Quando Arthur da Silva, o neto de Lula morreu prematuramente devido a uma infecção generalizada, ele estava na prisão há quase um ano. A defesa do ex-presidente requereu à justiça a sua liberação para participar do velório, dar o último adeus, e o pedido foi aceito. Mas assim como na morte da Marisa, o posicionamento de muitos foi cruel e desumano. Se nem a imprensa nacional se manteve imparcial com relação à maneira de noticiar o fato, sem involucrar questões políticas, os espaços para comentários no Instagram e YouTube se tornaram ambientes utilizados por alguns indivíduos para comemorar a morte do pequeno Arthur.
Diante desta atitude inaceitável, alguns veículos que desaprovaram terminantemente tal desumanidade. O El País foi um deles, e em uma matéria de opinião sentenciou, “aqueles que se alegram pela perda do neto de Lula, que seria o castigo de Deus por ter apoiado como presidente governos como o da Venezuela (…) estão revelando a que ponto de cegueira e insensibilidade humana pode chegar o soberbo Homo Sapiens”.
O político
O diagnóstico foi câncer, mas a esperança insistia pela vida.

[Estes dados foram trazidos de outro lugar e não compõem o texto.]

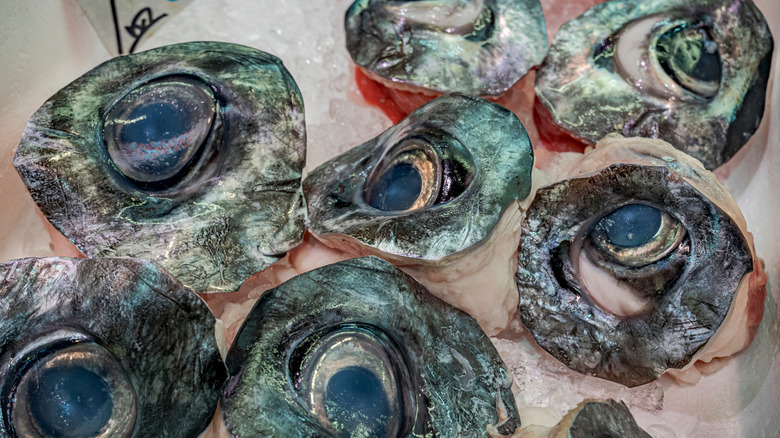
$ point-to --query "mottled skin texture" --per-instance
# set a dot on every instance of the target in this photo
(237, 210)
(258, 399)
(637, 350)
(486, 134)
(161, 333)
(507, 42)
(591, 101)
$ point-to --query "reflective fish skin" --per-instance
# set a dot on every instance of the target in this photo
(439, 195)
(144, 336)
(214, 198)
(492, 157)
(477, 47)
(693, 74)
(433, 357)
(593, 418)
(686, 293)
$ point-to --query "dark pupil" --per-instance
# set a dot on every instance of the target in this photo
(356, 402)
(690, 57)
(70, 402)
(631, 226)
(397, 189)
(155, 132)
(156, 123)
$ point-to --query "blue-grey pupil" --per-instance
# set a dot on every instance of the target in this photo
(632, 225)
(155, 122)
(355, 401)
(70, 402)
(397, 189)
(156, 131)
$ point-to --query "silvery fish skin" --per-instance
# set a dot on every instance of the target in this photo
(471, 159)
(310, 347)
(680, 273)
(477, 47)
(692, 73)
(189, 155)
(134, 349)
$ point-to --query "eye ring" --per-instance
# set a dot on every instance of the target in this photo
(97, 383)
(667, 334)
(295, 327)
(120, 324)
(412, 163)
(604, 244)
(155, 134)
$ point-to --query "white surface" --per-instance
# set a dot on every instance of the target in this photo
(46, 44)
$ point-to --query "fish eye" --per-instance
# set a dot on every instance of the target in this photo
(353, 377)
(668, 58)
(627, 270)
(415, 174)
(456, 159)
(71, 390)
(358, 348)
(474, 47)
(189, 155)
(102, 347)
(689, 55)
(693, 75)
(641, 249)
(156, 132)
(634, 235)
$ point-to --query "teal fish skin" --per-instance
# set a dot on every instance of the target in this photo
(125, 322)
(214, 198)
(661, 83)
(434, 356)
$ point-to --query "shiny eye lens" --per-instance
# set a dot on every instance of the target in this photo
(634, 235)
(350, 379)
(408, 180)
(70, 402)
(690, 57)
(157, 131)
(72, 392)
(631, 226)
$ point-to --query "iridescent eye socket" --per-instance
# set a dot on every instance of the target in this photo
(434, 192)
(476, 47)
(189, 155)
(414, 175)
(627, 270)
(458, 161)
(73, 391)
(157, 131)
(693, 73)
(408, 180)
(102, 347)
(358, 349)
(353, 377)
(635, 235)
(689, 56)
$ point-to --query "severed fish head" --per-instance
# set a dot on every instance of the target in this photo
(631, 264)
(358, 348)
(104, 347)
(477, 47)
(189, 155)
(692, 73)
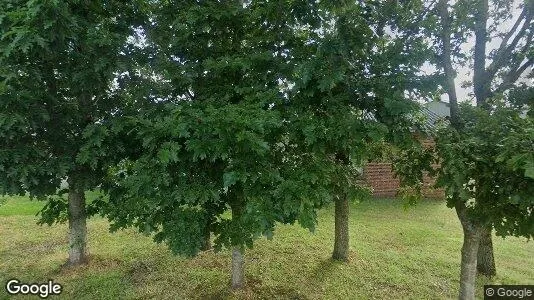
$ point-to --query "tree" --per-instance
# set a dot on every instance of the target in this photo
(359, 84)
(57, 63)
(493, 75)
(217, 137)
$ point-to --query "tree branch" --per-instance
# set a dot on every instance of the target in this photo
(513, 76)
(497, 62)
(446, 61)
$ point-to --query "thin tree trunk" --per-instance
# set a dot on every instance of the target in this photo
(341, 239)
(238, 270)
(77, 225)
(206, 242)
(485, 259)
(468, 271)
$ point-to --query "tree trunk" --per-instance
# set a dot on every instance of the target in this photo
(238, 272)
(341, 239)
(77, 225)
(485, 259)
(206, 242)
(237, 268)
(468, 271)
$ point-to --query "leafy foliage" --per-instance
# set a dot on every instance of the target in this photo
(57, 63)
(261, 109)
(488, 165)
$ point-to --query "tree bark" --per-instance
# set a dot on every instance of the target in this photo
(238, 268)
(77, 224)
(485, 259)
(341, 239)
(206, 242)
(468, 271)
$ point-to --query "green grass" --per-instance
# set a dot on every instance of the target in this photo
(396, 253)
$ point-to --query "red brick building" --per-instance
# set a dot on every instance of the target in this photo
(380, 176)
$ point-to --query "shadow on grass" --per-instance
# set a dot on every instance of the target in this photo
(254, 289)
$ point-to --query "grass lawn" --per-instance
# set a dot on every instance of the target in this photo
(397, 253)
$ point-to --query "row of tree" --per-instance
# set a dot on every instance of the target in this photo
(183, 111)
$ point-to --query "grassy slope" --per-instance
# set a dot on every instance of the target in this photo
(397, 253)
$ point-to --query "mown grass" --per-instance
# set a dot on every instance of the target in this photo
(396, 253)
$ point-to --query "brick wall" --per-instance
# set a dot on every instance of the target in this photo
(380, 177)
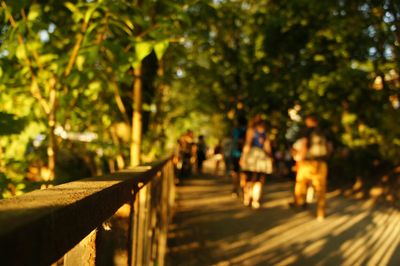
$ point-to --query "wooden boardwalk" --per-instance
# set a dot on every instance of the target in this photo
(213, 228)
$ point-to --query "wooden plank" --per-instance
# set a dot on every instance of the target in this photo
(40, 227)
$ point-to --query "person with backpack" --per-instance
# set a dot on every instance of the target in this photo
(238, 140)
(311, 152)
(256, 161)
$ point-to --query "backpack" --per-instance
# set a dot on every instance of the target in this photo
(239, 135)
(317, 147)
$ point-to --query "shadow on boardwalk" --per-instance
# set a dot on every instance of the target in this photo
(212, 228)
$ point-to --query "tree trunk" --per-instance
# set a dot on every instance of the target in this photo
(52, 148)
(136, 132)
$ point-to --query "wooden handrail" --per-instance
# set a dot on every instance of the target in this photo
(40, 227)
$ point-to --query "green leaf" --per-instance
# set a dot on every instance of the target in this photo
(80, 60)
(160, 49)
(90, 12)
(143, 49)
(129, 23)
(75, 11)
(34, 12)
(21, 52)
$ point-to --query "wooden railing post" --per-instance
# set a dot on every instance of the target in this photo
(41, 227)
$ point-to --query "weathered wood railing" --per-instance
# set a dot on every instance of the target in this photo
(58, 225)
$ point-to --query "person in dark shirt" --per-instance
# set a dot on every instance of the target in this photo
(311, 151)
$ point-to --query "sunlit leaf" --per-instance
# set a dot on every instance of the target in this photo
(143, 49)
(34, 12)
(160, 48)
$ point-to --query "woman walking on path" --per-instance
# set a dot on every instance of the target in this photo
(256, 161)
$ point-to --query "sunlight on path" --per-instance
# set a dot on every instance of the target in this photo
(212, 228)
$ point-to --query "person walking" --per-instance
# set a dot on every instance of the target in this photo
(200, 153)
(256, 161)
(311, 152)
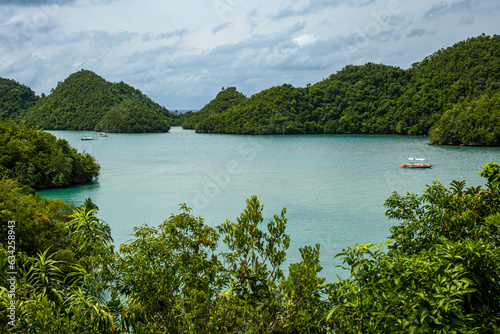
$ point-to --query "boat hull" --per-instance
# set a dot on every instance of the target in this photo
(415, 166)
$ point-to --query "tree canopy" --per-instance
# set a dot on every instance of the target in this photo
(15, 99)
(39, 160)
(379, 99)
(438, 273)
(86, 101)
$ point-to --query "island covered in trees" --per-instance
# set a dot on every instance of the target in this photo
(85, 101)
(451, 95)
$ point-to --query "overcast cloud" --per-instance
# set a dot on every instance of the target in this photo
(181, 53)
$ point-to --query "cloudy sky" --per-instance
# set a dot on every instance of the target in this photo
(181, 53)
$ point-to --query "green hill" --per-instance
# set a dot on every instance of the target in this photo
(85, 101)
(37, 159)
(15, 99)
(375, 98)
(204, 119)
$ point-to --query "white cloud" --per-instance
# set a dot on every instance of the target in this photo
(305, 39)
(181, 53)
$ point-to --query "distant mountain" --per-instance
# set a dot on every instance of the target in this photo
(39, 160)
(85, 101)
(204, 119)
(15, 99)
(380, 99)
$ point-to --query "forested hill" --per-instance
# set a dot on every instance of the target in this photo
(15, 99)
(381, 99)
(86, 101)
(207, 116)
(39, 160)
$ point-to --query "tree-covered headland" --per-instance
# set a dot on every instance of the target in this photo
(439, 271)
(86, 101)
(37, 159)
(450, 95)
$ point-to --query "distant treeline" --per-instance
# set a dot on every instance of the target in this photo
(452, 95)
(85, 101)
(37, 159)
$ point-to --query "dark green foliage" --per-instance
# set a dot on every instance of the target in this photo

A morte do ex-prefeito da cidade de São Paulo, Bruno Covas, em 16 de maio deste ano, comoveu o país inteiro e repercutiu internacionalmente. O tucano tinha 41 anos e foi o prefeito mais jovem que já governou a cidade.

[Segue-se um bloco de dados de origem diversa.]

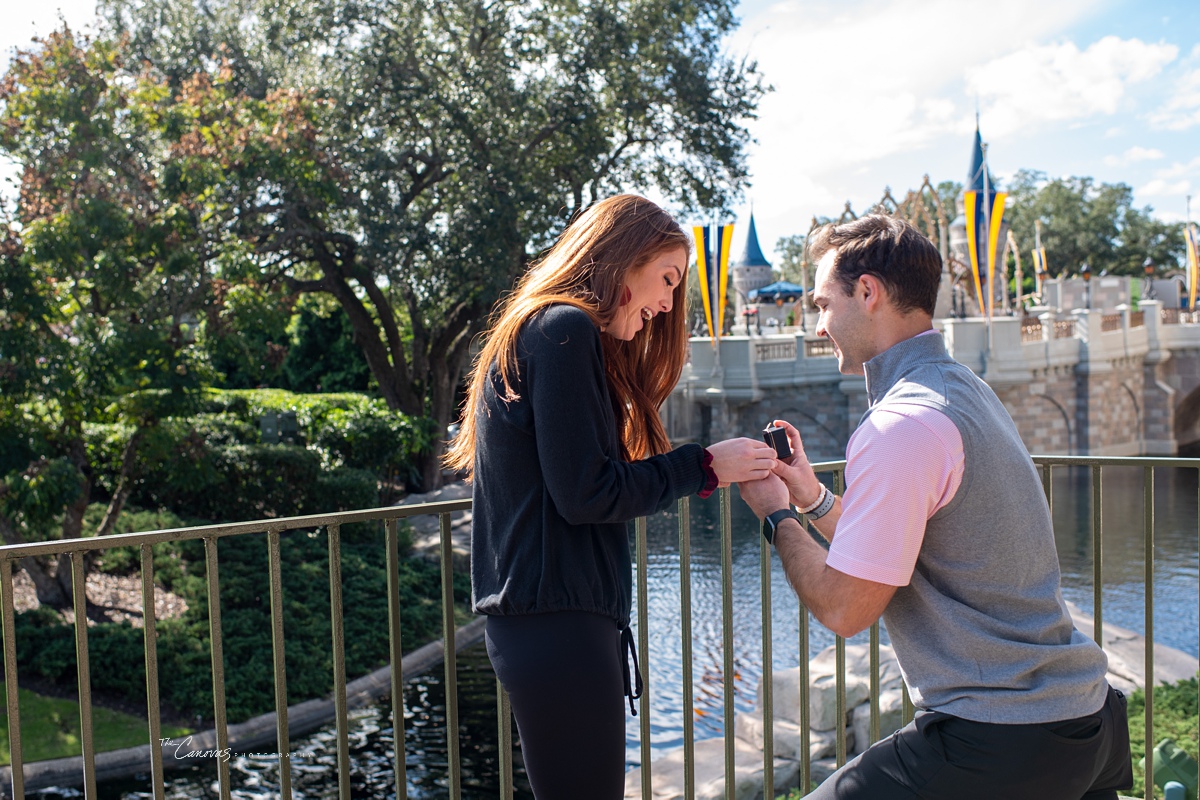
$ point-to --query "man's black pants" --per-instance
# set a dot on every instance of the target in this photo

A partir do momento em que a morte de Covas foi confirmada iniciou-se uma intensa cobertura jornalística. O G1, por exemplo, publicou mais de 30 produtos jornalísticos entre textos e reportagens sobre a morte do ex-prefeito, atualizações, homenagens e retrospectivas da carreira.
Em contrapartida, a CNN Brasil revelou-se com falta de tato ao abordar os desdobramentos da morte do tucano. Matérias e reportagens também foram produzidas para noticiar o falecimento e render homenagens, com tudo, em uma entrevista ao vivo com o líder do MTST, Guilherme Boulos, ele foi convidado a avaliar a gestão de Covas, ao que o político respondeu, “não é o momento para isso”. A resposta dele foi elogiada nas redes sociais, e a atitude da emissora condenada. Mesmo sendo líder do partido opositor, Boulos foi extremamente assertivo em respeitar o momento e deixar questões meramente políticas em segundo plano, comportamento que ao jornalismo poderia ter adotado.
“Tempo!, tempo!”
Você lembra quando era criança e passava as tardes brincando com os seus amigos? Muitas vezes essas brincadeiras envolviam um alto desgaste físico, e quando não dava para aguentar mais depois de tanto correr ou pular, você parava e pedia um “tempo”. Esse “tempo” te permitia recuperar o ar, beber um copo de água fresca ou ir ao banheiro.
Quando um político ou algum dos seus familiares morre, é preciso pedir e dar um “tempo”. Independente da circunstância e dos motivos, a morte dói e causa sofrimento. É um pai, uma filha, um avô ou um amigo que se vai para não voltar mais. A cobertura jornalística é necessária e essencial nestes casos, mas ela precisa e deve respeitar o luto acima de qualquer outro objetivo e interesse. Afinal, a última pauta a ser levantada deve respeitar a vida e história do indivíduo, não apenas sua carreira política.